At the end of 2019, the Setting Every Community Up for Retirement Enhancement (SECURE) Act was passed with dual purpose. The foremost focus of the act was to bolster retirement security throughout the country by providing broader access to retirement accounts. While that aspect of the SECURE Act is modest in magnitude, the second focus, ending the stretch IRA and cashing in on the trillions of pre-tax dollars held within American retirement accounts, will have material implications for how millions of Americans should ideally handle estate planning.
Upon death of an IRA account owner, distributions to non-spouse individual beneficiaries must now be made within 10 years. The current rules that allowed a non-spouse IRA beneficiary to “stretch” required minimum distributions (RMDs) from an inherited account over their own lifetime (and potentially allow the funds to grow tax-free for decades) has been eliminated. The rule applies to inherited funds in a 401(k) account or other defined contribution plan as well.
For those who wish to see their excess retirement assets get passed along, worry not. There are other strategies that can imitate the power of the stretch IRA in carrying wealth forward to the next generation.
The Roth IRA
The tax advantages of the Roth IRA are well documented. Roth IRAs are funded with after-tax money and remain tax free through their growth period and withdrawal after age 59½. The tax free status of Roth assets is what makes them an attractive vehicle for passing wealth to ‘not designated beneficiaries’. Even though the newly minted 10-year limit applies to traditional and Roth IRAs alike, beneficiaries of a Roth IRA will not have to pay taxes as they make withdrawals over those 10 years. By passing a Roth to an heir, you are footing the tax bill they would have been responsible for had they instead received a traditional IRA. To compound this, quite literally, the beneficiary can allow these Roth assets to continue growing tax free for the entire 10-year time span and make one lump-sum withdrawal in the final year.

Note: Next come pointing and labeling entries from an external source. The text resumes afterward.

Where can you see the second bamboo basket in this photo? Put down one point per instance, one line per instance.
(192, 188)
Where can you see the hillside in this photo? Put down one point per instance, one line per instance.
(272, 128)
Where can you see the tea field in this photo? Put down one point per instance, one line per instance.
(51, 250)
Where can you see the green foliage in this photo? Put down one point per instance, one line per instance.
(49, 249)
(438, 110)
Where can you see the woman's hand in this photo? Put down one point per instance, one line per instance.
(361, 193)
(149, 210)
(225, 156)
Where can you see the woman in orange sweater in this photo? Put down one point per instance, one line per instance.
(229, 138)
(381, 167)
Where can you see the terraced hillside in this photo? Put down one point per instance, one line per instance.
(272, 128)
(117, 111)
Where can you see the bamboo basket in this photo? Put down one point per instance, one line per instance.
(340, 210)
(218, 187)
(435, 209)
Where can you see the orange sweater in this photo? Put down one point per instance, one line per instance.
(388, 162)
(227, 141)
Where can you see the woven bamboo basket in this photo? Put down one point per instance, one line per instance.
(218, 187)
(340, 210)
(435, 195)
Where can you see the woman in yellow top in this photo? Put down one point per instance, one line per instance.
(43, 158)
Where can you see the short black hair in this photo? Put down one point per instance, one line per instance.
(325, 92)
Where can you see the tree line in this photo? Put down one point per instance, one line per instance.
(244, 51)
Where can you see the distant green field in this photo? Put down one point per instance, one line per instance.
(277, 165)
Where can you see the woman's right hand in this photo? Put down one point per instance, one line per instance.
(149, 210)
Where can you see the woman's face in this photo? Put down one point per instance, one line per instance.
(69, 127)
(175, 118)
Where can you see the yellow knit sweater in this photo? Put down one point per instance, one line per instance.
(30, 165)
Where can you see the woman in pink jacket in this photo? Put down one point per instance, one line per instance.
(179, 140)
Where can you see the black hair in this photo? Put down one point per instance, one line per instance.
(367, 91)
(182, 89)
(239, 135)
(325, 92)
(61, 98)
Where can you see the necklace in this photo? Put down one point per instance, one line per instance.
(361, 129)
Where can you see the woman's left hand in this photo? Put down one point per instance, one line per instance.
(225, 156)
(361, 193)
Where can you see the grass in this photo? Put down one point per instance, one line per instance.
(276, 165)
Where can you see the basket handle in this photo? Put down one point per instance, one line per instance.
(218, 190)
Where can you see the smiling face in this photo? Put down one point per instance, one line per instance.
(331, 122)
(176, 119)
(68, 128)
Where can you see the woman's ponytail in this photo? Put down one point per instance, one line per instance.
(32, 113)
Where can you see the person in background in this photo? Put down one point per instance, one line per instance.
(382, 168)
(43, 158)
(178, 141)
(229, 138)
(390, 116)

Now more than ever, Roth conversions should be seriously considered. Current tax rates are both historically low and are unlikely to go lower upon expiration, so it is a good time to take advantage of the opportunity. It is important to note that Roth conversions contribute to your annual taxable income, and they should be carefully planned out so as to avoid bumping up to the next tax bracket.

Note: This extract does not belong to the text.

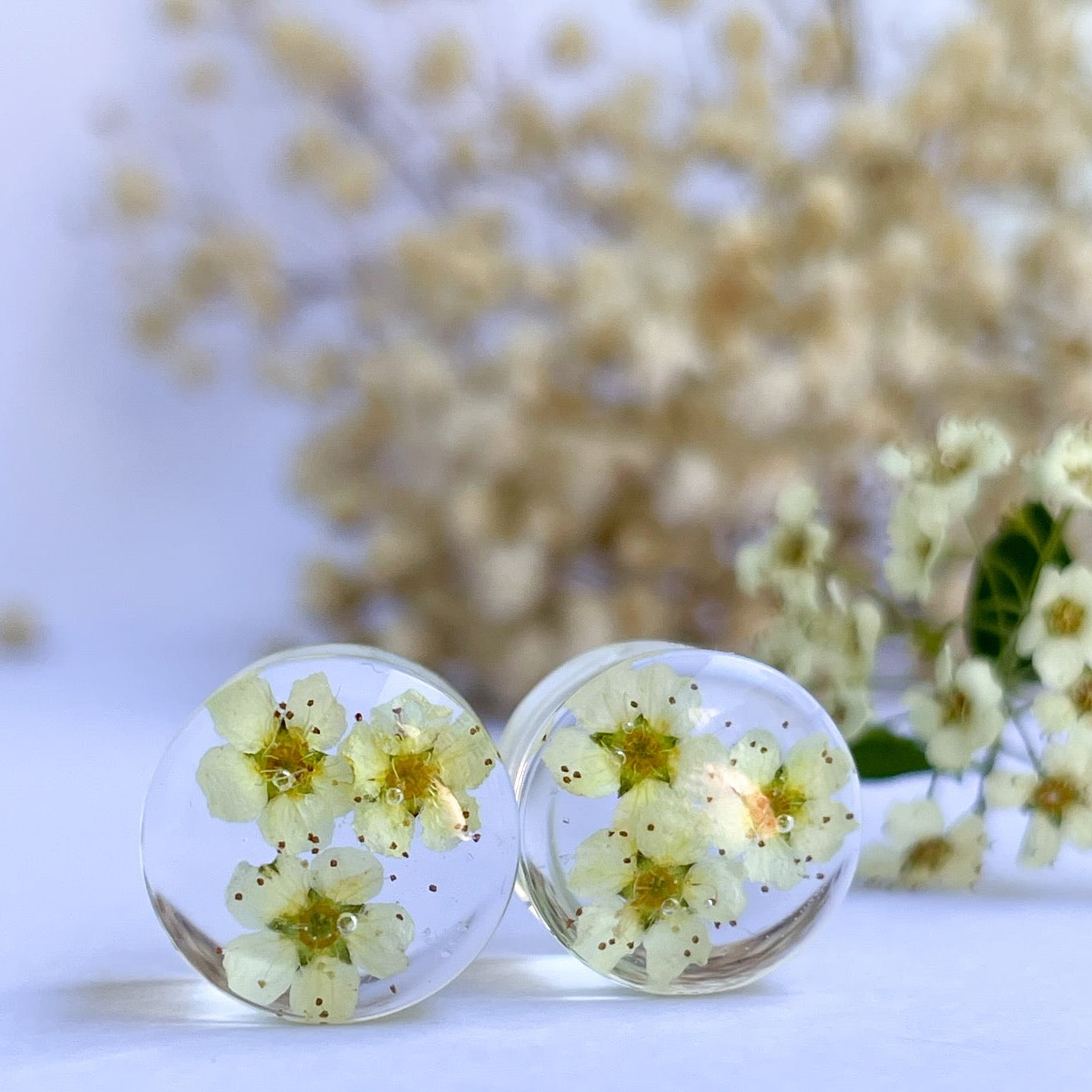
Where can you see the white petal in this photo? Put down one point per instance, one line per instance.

Life insurance is another option that will provide significant funding to an heir while decreasing their tax burden. Proceeds from life insurance are not included in gross income and thus do not get taxed. For those who do not need their RMDs to sustain themselves, this money could be repurposed to pay for life insurance premiums. The problem with a life insurance-based strategy when compared to the old stretch IRA strategy is the accompanying price tag. Life insurance premiums will greatly increase as you age, so this may not be a worthwhile strategy if well priced premiums are out of the picture.
Reconsider Primary Beneficiaries
The danger of the 10-year limit on inherited IRAs lies in the increased income tax the beneficiary will produce as a result of taking required distribution. The distributions are unlike normal RMDs in that they are not required annually; rather, the distributions can be taken freely as desired as long as the account is fully depleted by the time the 10-year limit is up. This opens up an aspect of financial planning where the beneficiary is allowed to fully cash out the IRA in a lump sum at any point of the 10-year time frame, or they could strategically make smaller annual withdrawals to limit how much income tax will be applied to those assets.

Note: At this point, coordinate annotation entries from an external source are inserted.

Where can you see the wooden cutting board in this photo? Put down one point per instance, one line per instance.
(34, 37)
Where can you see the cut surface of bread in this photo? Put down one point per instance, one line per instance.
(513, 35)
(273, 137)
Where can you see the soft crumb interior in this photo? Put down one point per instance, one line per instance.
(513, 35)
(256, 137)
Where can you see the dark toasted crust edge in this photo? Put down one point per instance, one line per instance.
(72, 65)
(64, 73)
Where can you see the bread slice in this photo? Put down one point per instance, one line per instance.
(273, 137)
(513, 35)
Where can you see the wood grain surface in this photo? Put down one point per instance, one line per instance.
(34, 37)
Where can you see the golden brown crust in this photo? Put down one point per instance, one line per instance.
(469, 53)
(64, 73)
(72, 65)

Adding primary beneficiaries to your IRA strategy can possibly further limit the IRS’s ability to dip into your savings. As an example, let us assume you have 3 primary beneficiaries: your wife and two kids. When your wife receives her third of the IRA she will not be subject to the 10-year limit. The two kids will be able to spread out their distributions from their respective portions of the inheritance, lowering income tax. After the wife’s passing, the kids will inherit her IRA assets and they will be able to spread those assets out over 10 years as well, again limiting the income tax. This gives the heirs up to 20 years to fully divide those assets into smaller distributions and potentially lowering their income tax bracket
The stretch IRA was a valuable estate planning tool that will be sorely missed, but it is not without alternatives. Although none of these replacement strategies carry quite the same flexibility and value, they are still worth considering if you are looking to efficiently pass wealth to the next generation. As the SECURE Act’s rules are more thoroughly studied and understood, new strategies for achieving your individual goals will likely be designed and implemented.